The following evidence was given to the House of Commons Select Committee on Procedure and printed with its Fourth Report of Session 1988-89, The Scrutiny of European Legislation, HC 622-II as Appendix 15 (p 141).
Letter to the Clerk from Professor Gavin Drewry, Professor of Public Administration at the University of London (EL 16)
10 April 1989
I am writing with reference to your letter of 14 March, inviting comments in the context of the Procedure Committee’s inquiry into the role of committees in the scrutiny of European legislation. Having canvassed the views of my colleagues both on the Study of Parliament Group’s study group on the departmentally-related select committees and on the SPG’s Executive Committee, I have come regretfully to the conclusion that we cannot be of much help to you at this juncture. However, we will be glad to do what we can to contribute to the second and more general stage of your Committee’s inquiry into the working of select committees.
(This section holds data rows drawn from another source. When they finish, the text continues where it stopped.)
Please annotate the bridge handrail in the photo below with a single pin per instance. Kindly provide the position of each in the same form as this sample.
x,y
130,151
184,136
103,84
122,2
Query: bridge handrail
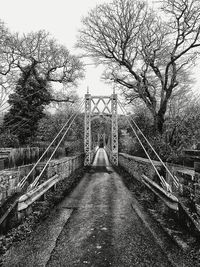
x,y
22,182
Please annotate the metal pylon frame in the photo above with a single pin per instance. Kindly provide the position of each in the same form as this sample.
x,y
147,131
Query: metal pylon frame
x,y
92,107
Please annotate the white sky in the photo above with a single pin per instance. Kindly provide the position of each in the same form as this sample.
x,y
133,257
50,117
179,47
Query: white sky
x,y
62,18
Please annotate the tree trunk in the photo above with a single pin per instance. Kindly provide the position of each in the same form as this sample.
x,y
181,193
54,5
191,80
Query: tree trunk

All of us do of course recognise the importance of this aspect of the subject; and some individual academic members of the SPG (for instance Dr Ann Robinson and Professor St John Bates, the latter having paid particular attention to the work of Lords committees) have a longstanding interest in the area of European legislation. But our study group examined committee work in fairly general terms, without paying special attention to the actual or potential role of committees in relation to European business. In so far as we did note in passing the extent to which European matters impinge upon select committees, it is apparent that the European content of inquiries varies greatly from committee to committee.
And this prompts me to make a couple of general (and I am afraid rather obvious) points, with which I am sure at least some of my SPG colleagues would agree. The departmentally-related committees as at present constituted derive considerable benefits from their flexibility and from the variety of work they do within the boundaries of their respective terms of reference. Members chose their own topics of inquiry and are free to pursue issues, or ignore them, as they see fit. It may be regarded by some as a pity that European issues have not achieved greater prominence in committee work, but obliging the committees to engage in European legislative scrutiny–or merely putting moral pressure on them to do so, eg by requiring them to set up European sub-committees–gives rise to risks of overload (and the committees already have dauntingly wide terms of reference), and of diminished capacity to respond flexibly to other issues as they come up on the public agenda. Radical changes in this respect would transform the character of select committees in ways that many of their members might regard as retrograde.
Committees are also characterised by their relative independence from the blandishments of the whips and by their generally bi-partisan approach. Both characteristics might be compromised if select committees were ever to become part of the parliamentary apparatus for processing (as opposed merely to scrutinising, at their own discretion) aspects of legislative business.
I am sure that the Committee is already well aware of these possible pitfalls–and of the fact that any major recommendations it may make following stage one of its inquiry may effectively pre-empt some of the matters it intends to examine at stage 2.
I am sure you will understand why we feel unable to comment in more detail on this part of your inquiry. Please let me know if and when I and my colleagues can be of more substantial assistance to your Committee.